Let me know if you have any questions or issues.
Best,
Klemen

Hello,

Thank you so much for your response, your guidance was very helpful.

2 months later

I am trying to create an archive for for my model and this is the code
from luxonis_ml.nn_archive import ArchiveGenerator

from luxonis_ml.nn_archive.config_building_blocks import (DataType, InputType)

from luxonis_ml.nn_archive.config import CONFIG_VERSION

labels = ["a", "b", "c", "d", "e", "f"]

config = {

"config_version": CONFIG_VERSION,

"model": {

    "metadata": {

        "name":      "last",

        "path":      "last.onnx",

        "precision": DataType.FLOAT32,

    },

    "inputs": [{

        "name":       "images",

        "dtype":      DataType.FLOAT32,

        "input_type": InputType.IMAGE,

        "shape":      [1, 3, 896, 896],

        "layout":     "NCHW",

        "preprocessing": {

            "mean":   [0.0, 0.0, 0.0],

            "scale":  [255.0, 255.0, 255.0]

        },

    }],

    "outputs": [{

        "name":  "output0",

        "dtype": DataType.FLOAT32,

        "shape": [1, 10, 16464],

    }],

    "heads": [{

        "parser": "DetectionParser",

        "metadata": {

            "postprocessor_path": None,

            "conf_threshold": 0.50,

            "iou_threshold":  0.50,

            "max_det":        300,

            "label_names":    labels

        },

        "outputs": ["output0"],

    }],

},

}

archive = ArchiveGenerator(

archive_name      = "last",

save_path         = "./",

cfg_dict          = config,

executables_paths = ["last.onnx"],

)

archive_path = archive.make_archive()

is this correct I am facing this error in here please help me resolve this its very important project

parsers[index] = pipeline.create(parser).build(head_config)

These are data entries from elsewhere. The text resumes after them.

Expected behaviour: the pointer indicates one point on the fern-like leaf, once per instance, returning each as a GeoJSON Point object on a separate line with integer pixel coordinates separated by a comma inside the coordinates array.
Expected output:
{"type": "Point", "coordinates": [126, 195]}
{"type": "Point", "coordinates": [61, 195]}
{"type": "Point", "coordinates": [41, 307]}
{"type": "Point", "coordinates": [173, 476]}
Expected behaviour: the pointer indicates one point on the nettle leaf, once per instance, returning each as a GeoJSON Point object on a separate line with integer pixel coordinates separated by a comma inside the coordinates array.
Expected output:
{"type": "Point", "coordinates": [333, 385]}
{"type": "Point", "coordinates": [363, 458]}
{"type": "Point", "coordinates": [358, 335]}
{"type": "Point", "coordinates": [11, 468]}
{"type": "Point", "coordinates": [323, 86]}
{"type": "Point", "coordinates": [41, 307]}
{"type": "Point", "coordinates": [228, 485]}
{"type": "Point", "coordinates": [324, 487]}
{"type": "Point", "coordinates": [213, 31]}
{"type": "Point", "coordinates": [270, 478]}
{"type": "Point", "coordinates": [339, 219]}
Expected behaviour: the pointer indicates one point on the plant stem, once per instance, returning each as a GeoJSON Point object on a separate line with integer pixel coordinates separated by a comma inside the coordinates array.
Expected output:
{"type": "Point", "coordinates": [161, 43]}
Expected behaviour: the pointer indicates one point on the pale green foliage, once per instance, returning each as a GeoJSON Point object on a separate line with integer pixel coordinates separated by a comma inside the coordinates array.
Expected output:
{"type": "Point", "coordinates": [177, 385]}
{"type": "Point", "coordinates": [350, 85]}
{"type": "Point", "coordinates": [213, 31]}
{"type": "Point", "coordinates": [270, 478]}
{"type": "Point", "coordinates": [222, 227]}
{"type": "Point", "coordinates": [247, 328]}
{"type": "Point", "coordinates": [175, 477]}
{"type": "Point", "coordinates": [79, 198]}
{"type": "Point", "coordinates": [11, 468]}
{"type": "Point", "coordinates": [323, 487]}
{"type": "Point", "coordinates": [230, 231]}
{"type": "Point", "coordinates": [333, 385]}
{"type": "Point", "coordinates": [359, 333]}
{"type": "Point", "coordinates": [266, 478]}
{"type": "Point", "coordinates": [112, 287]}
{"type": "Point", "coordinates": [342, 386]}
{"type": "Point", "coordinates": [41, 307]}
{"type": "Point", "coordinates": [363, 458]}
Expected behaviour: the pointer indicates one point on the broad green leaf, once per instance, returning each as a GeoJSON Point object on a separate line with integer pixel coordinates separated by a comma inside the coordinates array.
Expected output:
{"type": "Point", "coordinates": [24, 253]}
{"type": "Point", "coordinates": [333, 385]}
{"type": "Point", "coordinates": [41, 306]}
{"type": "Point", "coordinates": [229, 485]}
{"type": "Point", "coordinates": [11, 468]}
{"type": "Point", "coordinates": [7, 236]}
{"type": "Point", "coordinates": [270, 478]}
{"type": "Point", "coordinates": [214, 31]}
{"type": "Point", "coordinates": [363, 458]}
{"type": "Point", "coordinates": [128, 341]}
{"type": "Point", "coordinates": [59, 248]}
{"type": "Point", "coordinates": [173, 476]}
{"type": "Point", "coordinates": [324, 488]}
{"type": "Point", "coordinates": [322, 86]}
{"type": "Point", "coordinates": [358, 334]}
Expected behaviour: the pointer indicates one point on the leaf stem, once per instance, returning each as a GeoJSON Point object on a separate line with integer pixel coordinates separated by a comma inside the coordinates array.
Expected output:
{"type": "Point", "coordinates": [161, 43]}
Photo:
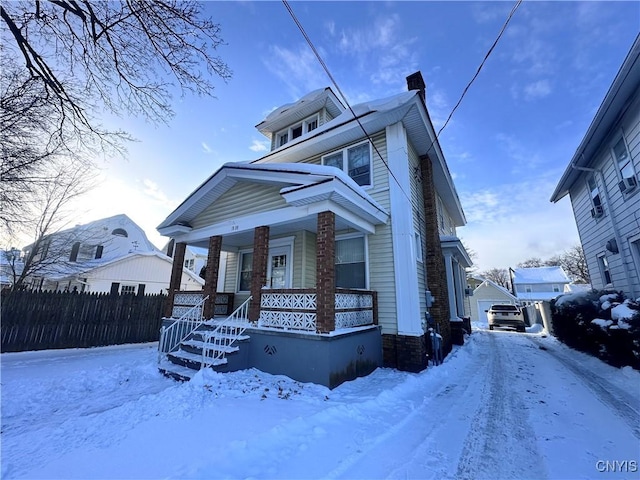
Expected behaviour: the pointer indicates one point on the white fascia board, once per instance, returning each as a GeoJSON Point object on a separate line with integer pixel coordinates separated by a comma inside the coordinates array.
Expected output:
{"type": "Point", "coordinates": [355, 202]}
{"type": "Point", "coordinates": [356, 221]}
{"type": "Point", "coordinates": [405, 265]}
{"type": "Point", "coordinates": [194, 198]}
{"type": "Point", "coordinates": [242, 224]}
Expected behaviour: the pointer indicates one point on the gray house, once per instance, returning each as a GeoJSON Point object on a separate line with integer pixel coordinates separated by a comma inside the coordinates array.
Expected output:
{"type": "Point", "coordinates": [603, 182]}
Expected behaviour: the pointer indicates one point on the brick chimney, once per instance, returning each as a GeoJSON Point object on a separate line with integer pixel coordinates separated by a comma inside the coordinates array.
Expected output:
{"type": "Point", "coordinates": [416, 82]}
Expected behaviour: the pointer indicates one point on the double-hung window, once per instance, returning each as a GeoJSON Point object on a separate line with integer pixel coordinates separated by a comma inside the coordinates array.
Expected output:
{"type": "Point", "coordinates": [351, 268]}
{"type": "Point", "coordinates": [628, 180]}
{"type": "Point", "coordinates": [355, 161]}
{"type": "Point", "coordinates": [246, 267]}
{"type": "Point", "coordinates": [297, 130]}
{"type": "Point", "coordinates": [603, 264]}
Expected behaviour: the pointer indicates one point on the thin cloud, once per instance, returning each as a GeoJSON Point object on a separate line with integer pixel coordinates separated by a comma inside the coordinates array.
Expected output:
{"type": "Point", "coordinates": [537, 90]}
{"type": "Point", "coordinates": [297, 68]}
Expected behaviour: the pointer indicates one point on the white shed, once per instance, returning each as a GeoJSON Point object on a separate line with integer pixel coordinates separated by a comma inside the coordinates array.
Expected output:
{"type": "Point", "coordinates": [485, 295]}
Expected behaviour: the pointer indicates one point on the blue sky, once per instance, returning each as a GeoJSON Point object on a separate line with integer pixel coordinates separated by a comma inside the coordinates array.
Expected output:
{"type": "Point", "coordinates": [506, 145]}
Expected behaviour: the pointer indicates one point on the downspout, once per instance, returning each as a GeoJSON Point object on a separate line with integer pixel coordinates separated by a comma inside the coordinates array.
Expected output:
{"type": "Point", "coordinates": [614, 226]}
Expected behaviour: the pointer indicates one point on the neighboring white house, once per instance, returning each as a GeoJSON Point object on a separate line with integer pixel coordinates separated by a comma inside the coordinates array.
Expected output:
{"type": "Point", "coordinates": [537, 284]}
{"type": "Point", "coordinates": [487, 294]}
{"type": "Point", "coordinates": [603, 182]}
{"type": "Point", "coordinates": [335, 230]}
{"type": "Point", "coordinates": [107, 255]}
{"type": "Point", "coordinates": [195, 259]}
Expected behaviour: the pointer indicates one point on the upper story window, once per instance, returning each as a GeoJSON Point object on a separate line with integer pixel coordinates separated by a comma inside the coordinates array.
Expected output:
{"type": "Point", "coordinates": [594, 194]}
{"type": "Point", "coordinates": [628, 180]}
{"type": "Point", "coordinates": [297, 130]}
{"type": "Point", "coordinates": [354, 160]}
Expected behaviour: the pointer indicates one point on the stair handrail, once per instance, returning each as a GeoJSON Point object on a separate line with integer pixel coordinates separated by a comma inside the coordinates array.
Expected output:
{"type": "Point", "coordinates": [233, 327]}
{"type": "Point", "coordinates": [174, 334]}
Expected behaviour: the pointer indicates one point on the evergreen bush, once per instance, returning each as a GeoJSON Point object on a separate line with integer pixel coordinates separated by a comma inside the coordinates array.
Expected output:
{"type": "Point", "coordinates": [602, 323]}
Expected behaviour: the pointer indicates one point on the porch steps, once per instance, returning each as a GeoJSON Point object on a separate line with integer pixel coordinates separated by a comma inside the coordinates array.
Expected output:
{"type": "Point", "coordinates": [198, 345]}
{"type": "Point", "coordinates": [192, 360]}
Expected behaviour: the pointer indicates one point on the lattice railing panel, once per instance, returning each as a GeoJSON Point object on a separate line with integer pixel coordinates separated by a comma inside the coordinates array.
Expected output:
{"type": "Point", "coordinates": [187, 298]}
{"type": "Point", "coordinates": [288, 320]}
{"type": "Point", "coordinates": [289, 301]}
{"type": "Point", "coordinates": [353, 300]}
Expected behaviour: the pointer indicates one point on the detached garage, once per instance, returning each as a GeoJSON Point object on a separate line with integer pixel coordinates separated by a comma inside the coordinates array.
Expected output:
{"type": "Point", "coordinates": [485, 295]}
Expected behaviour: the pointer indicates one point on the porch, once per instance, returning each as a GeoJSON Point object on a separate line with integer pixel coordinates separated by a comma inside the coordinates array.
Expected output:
{"type": "Point", "coordinates": [284, 340]}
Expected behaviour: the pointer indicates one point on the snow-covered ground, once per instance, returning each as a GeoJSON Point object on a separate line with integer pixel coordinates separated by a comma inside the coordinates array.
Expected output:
{"type": "Point", "coordinates": [506, 405]}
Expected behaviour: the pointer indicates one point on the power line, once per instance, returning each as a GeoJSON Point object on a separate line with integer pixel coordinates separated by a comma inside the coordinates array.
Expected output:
{"type": "Point", "coordinates": [464, 92]}
{"type": "Point", "coordinates": [344, 98]}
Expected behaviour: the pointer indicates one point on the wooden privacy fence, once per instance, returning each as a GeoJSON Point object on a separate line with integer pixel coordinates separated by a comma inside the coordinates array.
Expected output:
{"type": "Point", "coordinates": [46, 320]}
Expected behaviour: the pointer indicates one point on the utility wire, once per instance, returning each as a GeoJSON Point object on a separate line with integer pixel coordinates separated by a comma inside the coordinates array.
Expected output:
{"type": "Point", "coordinates": [344, 99]}
{"type": "Point", "coordinates": [464, 92]}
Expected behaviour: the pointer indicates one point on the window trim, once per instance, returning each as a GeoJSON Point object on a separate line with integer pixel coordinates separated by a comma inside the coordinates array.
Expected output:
{"type": "Point", "coordinates": [285, 135]}
{"type": "Point", "coordinates": [621, 138]}
{"type": "Point", "coordinates": [604, 268]}
{"type": "Point", "coordinates": [345, 160]}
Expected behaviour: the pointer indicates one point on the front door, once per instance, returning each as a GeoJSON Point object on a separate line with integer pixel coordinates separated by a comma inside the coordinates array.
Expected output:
{"type": "Point", "coordinates": [279, 268]}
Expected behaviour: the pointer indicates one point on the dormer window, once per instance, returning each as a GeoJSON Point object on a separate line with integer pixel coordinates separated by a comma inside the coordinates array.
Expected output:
{"type": "Point", "coordinates": [297, 130]}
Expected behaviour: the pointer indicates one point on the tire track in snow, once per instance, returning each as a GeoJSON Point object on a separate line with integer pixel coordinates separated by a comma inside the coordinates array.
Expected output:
{"type": "Point", "coordinates": [500, 427]}
{"type": "Point", "coordinates": [618, 401]}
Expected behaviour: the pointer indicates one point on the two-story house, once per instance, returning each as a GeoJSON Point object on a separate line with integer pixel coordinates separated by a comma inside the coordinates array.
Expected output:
{"type": "Point", "coordinates": [108, 255]}
{"type": "Point", "coordinates": [342, 238]}
{"type": "Point", "coordinates": [603, 183]}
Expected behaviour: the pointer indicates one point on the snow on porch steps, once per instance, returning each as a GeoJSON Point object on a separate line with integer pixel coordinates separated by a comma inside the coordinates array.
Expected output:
{"type": "Point", "coordinates": [199, 345]}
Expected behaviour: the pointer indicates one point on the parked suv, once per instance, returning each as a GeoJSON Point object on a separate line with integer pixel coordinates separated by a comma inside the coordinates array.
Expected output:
{"type": "Point", "coordinates": [506, 316]}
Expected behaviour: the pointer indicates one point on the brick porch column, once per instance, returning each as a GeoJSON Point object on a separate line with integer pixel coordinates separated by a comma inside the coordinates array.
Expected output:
{"type": "Point", "coordinates": [176, 276]}
{"type": "Point", "coordinates": [436, 273]}
{"type": "Point", "coordinates": [259, 272]}
{"type": "Point", "coordinates": [326, 272]}
{"type": "Point", "coordinates": [211, 275]}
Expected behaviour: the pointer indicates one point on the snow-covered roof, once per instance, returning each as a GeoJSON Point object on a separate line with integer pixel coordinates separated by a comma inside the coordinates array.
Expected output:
{"type": "Point", "coordinates": [60, 272]}
{"type": "Point", "coordinates": [290, 113]}
{"type": "Point", "coordinates": [533, 275]}
{"type": "Point", "coordinates": [374, 116]}
{"type": "Point", "coordinates": [299, 182]}
{"type": "Point", "coordinates": [490, 283]}
{"type": "Point", "coordinates": [104, 228]}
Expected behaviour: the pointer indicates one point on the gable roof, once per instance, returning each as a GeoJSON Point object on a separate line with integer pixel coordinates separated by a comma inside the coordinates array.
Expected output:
{"type": "Point", "coordinates": [534, 275]}
{"type": "Point", "coordinates": [615, 103]}
{"type": "Point", "coordinates": [491, 284]}
{"type": "Point", "coordinates": [75, 269]}
{"type": "Point", "coordinates": [299, 110]}
{"type": "Point", "coordinates": [374, 116]}
{"type": "Point", "coordinates": [104, 227]}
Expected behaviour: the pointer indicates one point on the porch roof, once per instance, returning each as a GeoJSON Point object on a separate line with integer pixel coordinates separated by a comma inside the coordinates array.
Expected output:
{"type": "Point", "coordinates": [307, 189]}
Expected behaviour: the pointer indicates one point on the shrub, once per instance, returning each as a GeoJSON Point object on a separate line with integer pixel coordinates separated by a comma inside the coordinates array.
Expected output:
{"type": "Point", "coordinates": [602, 323]}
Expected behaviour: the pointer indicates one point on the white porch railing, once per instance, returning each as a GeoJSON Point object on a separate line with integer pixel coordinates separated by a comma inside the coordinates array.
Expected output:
{"type": "Point", "coordinates": [296, 309]}
{"type": "Point", "coordinates": [217, 343]}
{"type": "Point", "coordinates": [178, 331]}
{"type": "Point", "coordinates": [354, 309]}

TypeError: DetectionParser.init() missing 3 required positional arguments: 'conf_threshold', 'iou_threshold', and 'max_det'
the error begins here nn_with_parser = pipeline.create(ParsingNeuralNetwork).build(

@jakaskerl

    Hi @KevinSani,

    the creation of the NN Archive seems to be correct.

    parsers[index] = pipeline.create(parser).build(head_config)

    What do you provide here as head_config? I don't see this specified in your message.

    To simplify things, why don't you use the ParsingNeuralNetwork to automatically load the parser? The whole point of creating the NN Archive is that the parser creation step is abstracted. You can consult a simple example of a pipeline using the ParsingNeuralNetwork here. For example, you could do something as follows:

    input_node = pipeline.create(dai.node.Camera).build()
    nn_archive = dai.NNArchive("path/to/your/archive.tar.xz")
    nn_with_parser = pipeline.create(ParsingNeuralNetwork).build(
    input_node, nn_archive
    )

    Hello @jakob I know what was the error the detection parser I am using was an old version but my model doesn't support detection parser as it needs 2 outputs, my output is a single tensor with 10 values so I am trying to use the YoloExtended parser are there any examples to using that particular parser on a custom model

    6 days later

    Hi @KevinSani,

    not sure I understand what exactly you need. But if looking for a YOLOExtendedParser example, check out our yolo-p example.